Dar’s but little consolation for a darkey ole as me
Dar’s but one good place ob rest I eber saw
Down upon de ole plantation ‘twas as happy as could be
My ole home in Alabama, ‘fo’ de war.
Cover art of a late Reconstruction dialect song, featuring a freedman who longs to return to “de ole Plantation.” Such nostalgic depictions of happy enslaved people were used to bolster the argument that slavery was a good institution, that everything was fine in the South “’fo’ de war.”
My ole home in Alabama ‘fo’ de war [score], 1875. [Wade Hall Sheet Music Collection, M1621.D36 M9 1875x]
let politics alone
Let politics alone; you have nothing under the sun to gain and much to lose, by antagonizing your white neighbors.
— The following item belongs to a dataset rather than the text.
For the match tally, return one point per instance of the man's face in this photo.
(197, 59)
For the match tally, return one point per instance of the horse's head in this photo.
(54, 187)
Don’t go to bad white men for advice and instruction, but go to honest men whom you have known from your infancy. Cultivate good will and kindly feeling with your white friends, and affiliate no longer with designing men who seek offices and gain, by imposing upon your ignorance. Go to work; live honestly; make your children work, and bring them up to be useful citizens…
The election is over now. Your votes against us were harmless in the recent election, as they will be in all future elections held in Alabama…
From an 1876 editorial addressed to African American citizens. It advises them to focus on their work and abandon politics — especially as their votes in opposition had not been effective, and never would be.
“Advice to Negroes,” Tuscaloosa Times, Nov. 22, 1876.
Reconstruction was not just a process of Southern reintegration, ending with “redemption” in 1877. In fact, that was just the beginning. In the coming decades, new laws disenfranchised people of color, stripping away newly won rights and erecting political and social barriers.
While many of these laws were defeated in the wake of the Civil Rights Movement of the 1950s-1960s, this long history of institutionalized inequity continues to shape our country.